Dass es ohnehin kein Zurück gibt, wissen Vollprofis wie Sigurdsson und Hanning, denn ein Trainer, der mit dem Abschied kokettiert, verliert Aura und Autorität. Zudem läuft die Fahndung nach dem Nachfolger, der Kreis soll in Kürze auf drei Kandidaten reduziert werden. Gesucht wird auch nicht per Sofort, sondern spätestens ab Sommer 2017, damit könnten Namen wie Ljubomir Vranjes (SG Flensburg) oder Alfred Gislason (THW Kiel) in der Debatte bleiben, von denen es heute heißt, sie bekämen von ihren Klubs keine Freigabe.

Für die Sigurdsson-Ära setzt "Feuer und Eis" den finalen Punkt. Dass das Werk anfangs als Gedankenstrich gedacht war, als Inne-Halten, als Zwischen-Bilanz, lässt sich auf Seite 282 entdecken. Dort wird das Kapitel "Verlängerung" zum Dokument eines Sinneswandels, den das Lektorat übersehen hat, oder den es vor Drucklegung nicht mehr rausfischen konnte, jedenfalls verdient es das Kapitel, zitiert zu werden:

"Die Jungs hatten einen Titel geholt und nach vielen negativen Schlagzeilen den deutschen Handball wieder strahlen lassen - aber standen sie, standen wir als Team nicht erst am Anfang? Als ich Bundestrainer wurde, hieß das große Ziel Gold bei Olympia 2020. Das ist nach wie vor unser Leitgedanke. Doch die Ereignisse in Polen und nun in Rio haben gezeigt, dass die Jungs bereits jetzt zu Großem fähig sind. Warum also nicht diese Geschichte erzählen? Wenn später noch mehr Erfolge hinzukommen - umso besser." Sigurdsson beschreibt jene gemeinsame Zukunft, die es fortan nicht mehr geben wird.

In einigen Facetten erinnert der Abschied vom Handball-Erwecker an jenen von Pep Guardiola beim FC Bayern. Zwei Mannschaften, mit ähnlich viel Talent bestückt, bleiben unvollendet zurück. Guardiola fehlt in München der Champions-League-Triumph, Sigurdsson macht lange vor dem avisierten Olympiasieg die Biege. Zurück bleibt die Frage, wie diese Mannschaften auf Dauer mit dem Trennungsprozess von ihren Erfindern klarkommen werden, der sich jeweils in einem Kaugummi-Verfahren vollzieht.
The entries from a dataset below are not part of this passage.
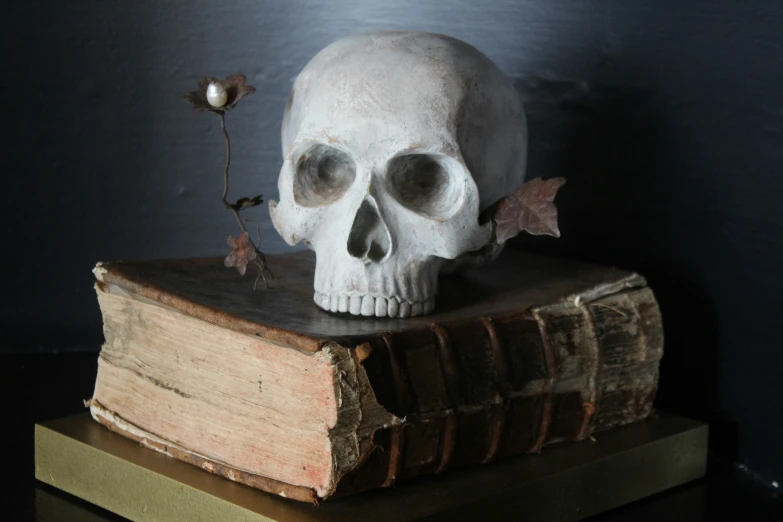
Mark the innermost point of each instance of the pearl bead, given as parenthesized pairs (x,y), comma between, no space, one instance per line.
(216,95)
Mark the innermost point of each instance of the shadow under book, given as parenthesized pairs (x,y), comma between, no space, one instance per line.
(266,389)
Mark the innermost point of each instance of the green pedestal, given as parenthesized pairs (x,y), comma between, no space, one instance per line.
(567,482)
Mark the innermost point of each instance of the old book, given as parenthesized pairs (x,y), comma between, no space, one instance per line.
(264,388)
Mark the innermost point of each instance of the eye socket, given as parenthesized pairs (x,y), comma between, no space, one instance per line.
(323,175)
(425,184)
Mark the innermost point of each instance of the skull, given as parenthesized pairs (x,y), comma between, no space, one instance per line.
(393,145)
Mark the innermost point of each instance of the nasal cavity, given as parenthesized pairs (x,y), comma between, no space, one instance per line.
(369,238)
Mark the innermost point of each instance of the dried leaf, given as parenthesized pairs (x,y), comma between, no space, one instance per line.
(235,90)
(530,209)
(241,252)
(243,203)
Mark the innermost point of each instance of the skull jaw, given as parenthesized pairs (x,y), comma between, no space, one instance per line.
(391,289)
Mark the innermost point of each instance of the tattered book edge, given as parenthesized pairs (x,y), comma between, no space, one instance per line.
(117,424)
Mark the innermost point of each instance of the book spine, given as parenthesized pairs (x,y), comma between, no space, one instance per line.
(474,391)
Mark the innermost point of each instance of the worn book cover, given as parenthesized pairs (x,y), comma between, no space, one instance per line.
(264,388)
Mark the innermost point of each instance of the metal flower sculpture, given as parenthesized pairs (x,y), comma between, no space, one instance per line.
(219,97)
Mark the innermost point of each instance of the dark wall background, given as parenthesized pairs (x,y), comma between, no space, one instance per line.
(666,117)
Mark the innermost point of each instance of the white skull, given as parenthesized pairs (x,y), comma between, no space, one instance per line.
(393,144)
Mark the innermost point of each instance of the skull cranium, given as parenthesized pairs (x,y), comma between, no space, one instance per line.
(393,145)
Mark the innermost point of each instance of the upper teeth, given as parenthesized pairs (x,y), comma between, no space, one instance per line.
(368,305)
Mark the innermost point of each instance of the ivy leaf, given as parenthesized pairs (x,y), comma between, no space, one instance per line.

So unterschiedlich ihr Charakter, Guardiola ist Feuer, Sigurdsson ist Eis, so manisch beider Wirken. Von Guardiola sind nächtliche Sitzungen in der Münchner Gastronomie bekannt, in denen er taktische Formationen mit Salz- und Pfefferstreuern auf der Tischplatte nachstellte. Und von Sigurdsson weiß man jetzt, was er mit seiner berühmten Taktiktafel anstellte, die er einst als Spielertrainer in Bregenz geschenkt bekam. Die er "abends mit ins Bett nahm und die halbe Nacht damit zubrachte, die kleinen Magnete hin und her zu bewegen, bis ich eine neue Spielkombination ausgetüftelt hatte". Diese Tüftelei hat sich gelohnt.